Search for Significance on a Saturday Morning
This morning my two year old son Jett woke me up around 6:30am begging for brexfast. We made our way downstairs and I pulled up a chair for Jett to stand on while I worked on the ingredients for chocolate chip waffles. The smell soon wafted upstairs and my sleepy eyed four year old made his way down to join us. We soon indulged in maple syrup and waffles. After breakfast we let the cartoons roll as I went to spend some time with the Lord. Finally around 8am, I headed outside to mow the lawn. As I opened the door, Austin broke from cartoon trance and asked with a slight panic, “Are you leaving?”
“No,” I said. “I’m just gonna go mow the lawn.”
“Can I help you?”
I know this won’t last, but I want you to think about this for a second. My son who can zone out with the best of them into TV land, noticed I was going into the garage and asked if he could help me. Now let’s add 10 years to the equation and think of the probability of that happening on a Saturday morning around 8am.
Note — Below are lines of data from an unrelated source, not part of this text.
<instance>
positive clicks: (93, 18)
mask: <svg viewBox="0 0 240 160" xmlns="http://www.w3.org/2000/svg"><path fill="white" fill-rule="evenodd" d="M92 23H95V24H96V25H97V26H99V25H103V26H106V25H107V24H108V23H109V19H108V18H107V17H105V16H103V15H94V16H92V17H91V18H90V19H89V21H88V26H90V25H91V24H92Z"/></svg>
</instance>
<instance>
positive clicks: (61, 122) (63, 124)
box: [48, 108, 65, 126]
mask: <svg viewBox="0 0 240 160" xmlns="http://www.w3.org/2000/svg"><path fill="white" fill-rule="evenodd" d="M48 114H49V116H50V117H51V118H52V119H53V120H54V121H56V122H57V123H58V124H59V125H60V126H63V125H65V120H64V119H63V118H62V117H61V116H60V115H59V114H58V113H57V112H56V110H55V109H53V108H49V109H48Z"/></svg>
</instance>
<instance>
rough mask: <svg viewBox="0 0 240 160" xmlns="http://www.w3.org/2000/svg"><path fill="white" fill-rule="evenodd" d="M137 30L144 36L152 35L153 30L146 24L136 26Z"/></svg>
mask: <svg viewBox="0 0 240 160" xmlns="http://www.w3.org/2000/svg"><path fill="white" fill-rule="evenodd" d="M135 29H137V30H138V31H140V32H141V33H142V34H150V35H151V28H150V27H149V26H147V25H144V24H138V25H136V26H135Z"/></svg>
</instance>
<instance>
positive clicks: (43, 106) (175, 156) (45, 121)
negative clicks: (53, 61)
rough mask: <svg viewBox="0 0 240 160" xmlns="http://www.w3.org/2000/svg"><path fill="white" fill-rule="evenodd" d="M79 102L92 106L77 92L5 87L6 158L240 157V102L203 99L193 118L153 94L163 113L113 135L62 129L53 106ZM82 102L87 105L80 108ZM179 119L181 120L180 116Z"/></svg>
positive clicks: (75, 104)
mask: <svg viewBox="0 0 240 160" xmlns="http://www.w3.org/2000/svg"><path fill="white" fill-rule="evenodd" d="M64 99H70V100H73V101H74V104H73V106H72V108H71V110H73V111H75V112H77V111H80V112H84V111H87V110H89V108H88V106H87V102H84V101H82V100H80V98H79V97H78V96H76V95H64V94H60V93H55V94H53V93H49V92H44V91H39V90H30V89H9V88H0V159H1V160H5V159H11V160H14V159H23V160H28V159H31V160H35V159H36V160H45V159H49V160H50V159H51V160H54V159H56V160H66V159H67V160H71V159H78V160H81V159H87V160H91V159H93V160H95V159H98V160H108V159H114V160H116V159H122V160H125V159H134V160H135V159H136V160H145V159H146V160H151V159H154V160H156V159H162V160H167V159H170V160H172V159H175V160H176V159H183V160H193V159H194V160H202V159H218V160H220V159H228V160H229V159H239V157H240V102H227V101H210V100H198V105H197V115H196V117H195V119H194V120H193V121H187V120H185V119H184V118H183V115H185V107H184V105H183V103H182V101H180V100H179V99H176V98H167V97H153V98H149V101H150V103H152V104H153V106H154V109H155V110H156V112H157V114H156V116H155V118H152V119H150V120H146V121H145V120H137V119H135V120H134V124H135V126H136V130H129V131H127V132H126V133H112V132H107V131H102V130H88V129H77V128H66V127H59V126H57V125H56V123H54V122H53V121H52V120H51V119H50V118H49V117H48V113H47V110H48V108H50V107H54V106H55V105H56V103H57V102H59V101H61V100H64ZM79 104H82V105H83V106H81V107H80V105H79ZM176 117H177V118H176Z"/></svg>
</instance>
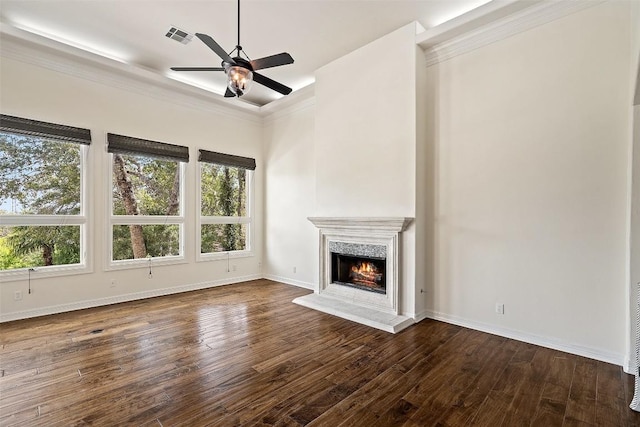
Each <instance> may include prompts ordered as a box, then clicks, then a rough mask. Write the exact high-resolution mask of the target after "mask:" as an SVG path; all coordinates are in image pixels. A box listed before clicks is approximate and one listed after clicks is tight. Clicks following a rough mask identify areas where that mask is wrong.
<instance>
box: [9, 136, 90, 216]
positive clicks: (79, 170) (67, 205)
mask: <svg viewBox="0 0 640 427" xmlns="http://www.w3.org/2000/svg"><path fill="white" fill-rule="evenodd" d="M6 200H14V201H17V202H18V203H19V207H21V208H22V209H21V211H19V212H17V213H25V214H40V215H78V214H79V213H80V145H79V144H74V143H70V142H60V141H51V140H48V139H44V138H37V137H28V136H21V135H14V134H9V133H0V203H4V202H5V201H6Z"/></svg>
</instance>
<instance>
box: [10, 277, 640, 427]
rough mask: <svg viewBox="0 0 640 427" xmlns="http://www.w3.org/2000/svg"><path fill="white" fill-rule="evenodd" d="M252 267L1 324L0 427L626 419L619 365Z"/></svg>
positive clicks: (287, 424)
mask: <svg viewBox="0 0 640 427" xmlns="http://www.w3.org/2000/svg"><path fill="white" fill-rule="evenodd" d="M307 292H308V291H305V290H303V289H298V288H295V287H290V286H287V285H283V284H279V283H274V282H270V281H266V280H260V281H254V282H248V283H244V284H239V285H231V286H224V287H219V288H215V289H210V290H206V291H197V292H190V293H184V294H179V295H172V296H167V297H161V298H154V299H150V300H144V301H137V302H130V303H124V304H119V305H114V306H110V307H100V308H95V309H90V310H83V311H78V312H73V313H65V314H59V315H54V316H48V317H42V318H37V319H29V320H22V321H16V322H11V323H5V324H2V325H1V326H0V345H1V353H0V370H1V375H2V376H1V377H0V385H1V387H0V393H1V394H0V399H1V400H0V425H25V426H59V425H99V426H116V425H118V426H119V425H136V426H165V427H167V426H209V425H224V426H238V425H242V426H245V425H261V426H266V425H278V426H285V425H286V426H298V425H310V426H332V427H333V426H339V425H341V426H402V425H404V426H431V425H438V426H445V425H447V426H466V425H478V426H492V427H493V426H528V425H536V426H545V427H547V426H591V425H594V426H616V427H617V426H637V425H640V415H638V414H636V413H634V412H632V411H631V410H629V409H628V403H629V401H630V400H631V397H632V394H633V389H632V387H633V378H632V377H631V376H629V375H626V374H624V373H623V372H622V369H621V368H620V367H618V366H614V365H610V364H607V363H602V362H598V361H594V360H591V359H586V358H583V357H578V356H573V355H570V354H566V353H562V352H559V351H555V350H549V349H546V348H541V347H536V346H534V345H530V344H525V343H522V342H518V341H513V340H510V339H506V338H501V337H498V336H494V335H489V334H484V333H480V332H476V331H472V330H469V329H465V328H461V327H458V326H454V325H448V324H446V323H440V322H436V321H431V320H425V321H423V322H421V323H419V324H418V325H415V326H412V327H410V328H409V329H407V330H405V331H403V332H401V333H399V334H396V335H391V334H388V333H385V332H381V331H377V330H375V329H371V328H368V327H365V326H362V325H359V324H355V323H352V322H349V321H346V320H342V319H338V318H335V317H332V316H328V315H325V314H322V313H318V312H315V311H313V310H310V309H307V308H303V307H300V306H297V305H295V304H292V303H291V302H290V301H291V300H292V299H293V298H295V297H297V296H300V295H303V294H306V293H307Z"/></svg>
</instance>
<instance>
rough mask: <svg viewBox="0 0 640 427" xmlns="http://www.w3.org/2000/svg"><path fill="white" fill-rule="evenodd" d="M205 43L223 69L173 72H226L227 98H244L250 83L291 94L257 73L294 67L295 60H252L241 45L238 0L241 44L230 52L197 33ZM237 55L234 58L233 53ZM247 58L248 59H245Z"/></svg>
mask: <svg viewBox="0 0 640 427" xmlns="http://www.w3.org/2000/svg"><path fill="white" fill-rule="evenodd" d="M196 37H198V38H199V39H200V40H202V42H203V43H204V44H205V45H207V47H209V49H211V50H212V51H214V52H215V53H216V55H218V56H219V57H220V58H221V59H222V66H221V67H171V69H172V70H173V71H224V72H225V74H226V75H227V90H226V91H225V93H224V96H225V98H233V97H236V96H237V97H241V96H242V95H244V94H245V93H247V91H248V90H249V89H250V87H251V82H252V81H255V82H256V83H259V84H261V85H263V86H266V87H268V88H269V89H272V90H275V91H276V92H279V93H281V94H283V95H289V94H290V93H291V88H290V87H287V86H285V85H283V84H282V83H278V82H277V81H275V80H272V79H270V78H269V77H266V76H263V75H262V74H259V73H256V70H263V69H265V68H272V67H279V66H281V65H287V64H293V58H292V57H291V55H289V54H288V53H286V52H283V53H278V54H276V55H271V56H265V57H264V58H259V59H254V60H251V59H250V58H249V57H248V56H247V54H246V53H244V51H243V50H242V46H240V0H238V44H236V47H235V49H233V50H232V51H231V52H229V53H227V52H226V51H225V50H224V49H223V48H222V47H220V45H219V44H218V43H216V41H215V40H214V39H213V38H212V37H211V36H208V35H206V34H202V33H196ZM234 52H235V53H236V56H234V57H231V55H233V53H234ZM242 55H244V57H245V58H246V59H245V58H242V57H241V56H242Z"/></svg>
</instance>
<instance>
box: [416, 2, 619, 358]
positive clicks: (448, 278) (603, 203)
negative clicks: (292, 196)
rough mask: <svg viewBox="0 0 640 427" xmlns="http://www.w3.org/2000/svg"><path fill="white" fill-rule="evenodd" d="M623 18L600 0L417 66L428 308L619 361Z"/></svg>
mask: <svg viewBox="0 0 640 427" xmlns="http://www.w3.org/2000/svg"><path fill="white" fill-rule="evenodd" d="M628 16H629V3H628V2H607V3H604V4H602V5H599V6H596V7H592V8H589V9H587V10H584V11H581V12H578V13H576V14H574V15H571V16H568V17H565V18H562V19H558V20H556V21H553V22H551V23H548V24H546V25H542V26H540V27H537V28H535V29H532V30H530V31H527V32H524V33H521V34H519V35H516V36H512V37H510V38H508V39H506V40H503V41H500V42H497V43H494V44H491V45H488V46H486V47H483V48H480V49H477V50H475V51H473V52H470V53H467V54H465V55H461V56H458V57H456V58H453V59H451V60H448V61H446V62H443V63H440V64H438V65H435V66H433V67H431V68H429V70H428V71H429V75H430V79H431V84H432V86H433V87H434V91H433V92H432V93H428V94H425V95H426V96H429V97H431V100H430V102H431V103H433V105H434V106H435V108H434V111H435V114H436V116H435V117H433V118H429V117H426V118H425V120H433V127H434V129H433V144H434V145H435V147H434V152H435V153H436V157H437V158H436V164H437V170H436V188H435V191H436V207H435V208H436V224H435V226H436V241H435V244H436V252H435V254H434V256H435V257H436V259H435V266H436V270H435V272H434V273H435V280H434V283H433V287H432V288H430V289H429V290H428V292H427V295H426V301H427V304H428V307H429V309H430V310H431V315H432V316H433V317H436V318H440V319H444V320H448V321H452V322H455V323H459V324H467V325H470V326H472V327H476V328H479V329H486V330H490V331H494V332H498V333H501V334H503V335H507V336H515V337H519V338H521V339H525V340H528V341H531V342H537V343H540V344H543V345H550V346H555V347H560V348H563V349H573V350H575V352H577V353H580V354H585V355H589V354H592V355H594V357H596V358H599V359H604V360H610V361H613V362H615V363H619V364H622V360H623V358H624V355H625V344H626V333H625V327H626V322H627V321H628V319H627V317H626V315H625V312H626V304H627V288H628V285H627V284H626V280H625V271H626V267H625V266H626V262H625V259H626V254H625V252H626V228H627V227H626V211H627V190H628V181H627V170H628V167H627V166H628V146H629V140H630V138H631V135H630V132H629V131H630V129H631V127H630V122H629V120H630V114H629V111H630V93H631V90H630V87H629V82H630V81H631V79H630V75H629V72H630V60H631V51H630V38H631V37H630V26H631V25H630V21H629V19H628ZM496 302H500V303H504V304H505V314H504V315H498V314H496V313H495V311H494V308H495V303H496Z"/></svg>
Please Jesus, let it be so.
As I mowed the lawn with my four year old following my every move and jumping at my request to get another lawn bag, I asked myself, “Why is he doing this?”
A Four Year Old’s Significance
And then it hit me. His entire significance depends on what I think of him. I mean I spend more consistent time with my sons than anyone except my wife. And I have learned that my words carry weight with him. He is watching everything I do and then puts it on repeat. It’s incredible.
Transition of Significance
Now I don’t know what the future holds, but I’m willing to wager that when he gets to elementary school and he gets into middle school there will start to be a transition from finding his significance in his amazing father, to finding his significance from his peers. I don’t know when this happens, but we have all experienced it personally. I remember caring so deeply what people I would only know for two semesters thought of how my hair looked on one day of school and I had a breakdown tantrum. There were times I cared so much about being accepted I would have done anything. And then transition that to adulthood, depending on the environment you find yourself in there is a longing of the soul for someone else to say you matter.
That’s why it still matters when elderly parents make comments about your career, your kids, your life. That’s why it still matters when a subtle joke at work hits to your core. And this is why we pursue success in the eyes of the world at the expense of others. Politics doesn’t just happen in Washington D.C. It happens everywhere. It happens in marriages. It happens at church and it has been this way for a long time. However, Jesus does have something to say about it.
Misplaced Significance: James and John
Do you remember in Matthew 20, James and John have their mom ask Jesus to promote them. Now there was a serious need to cut the cord for James and John. Their helicopter mom had significance issues of her own and was using her sons to assuage them. But James and John wanted something really good. They wanted to be close to Jesus in God’s Kingdom. Who can fault them for that? The problem is that they wanted to make sure that their 10 buddies knew they were close to Jesus. You see that’s the problem. James and John weren’t content with a connection with Jesus. They were only content when they felt significant in the eyes of those close to them and had significance with those they didn’t know. It wasn’t about Jesus, it was about them.
I think that is our problem. I think we are born with this innate desire for someone else to find us significant. We get glimpses of this reality in our spouse and in family. However, even that doesn’t fully satisfy our search for significance. That search is only satisfied by Jesus.
Now watch this, in Matthew 20:27-28
“But whoever would be great among you must be your servant, 27 and whoever would be first among you must be your slave, 28 even as the Son of Man came not to be served but to serve, and to give his life as a ransom for many.”
Jesus gives his life as a ransom. We all know what a ransom is. Someone gets kidnapped and they demand a ransom. It’s a trade. I’ll give you my hostage when you give me what I want. In this case God wants justice. He wants people to pay for their treason and rebellion against him. And then he satisfies his own need for justice with his love and grace as Jesus takes the place of sinful man on the cross. His last words on the cross, “Tetelestai,” reveal his heart in satisfying God’s wrath. It is finished. He paid for it all.
Now that is significant. In the quest for greatness in the eyes of another. You have no further to look than to Jesus Christ who thought you were significant enough to die for. And that should fuel how you treat others. Not in a way to use them as your stepping stone to power, control, approval, or comfort, but rather to serve them in a way that reflects that you have found significance in having your ransom paid by the God who made you.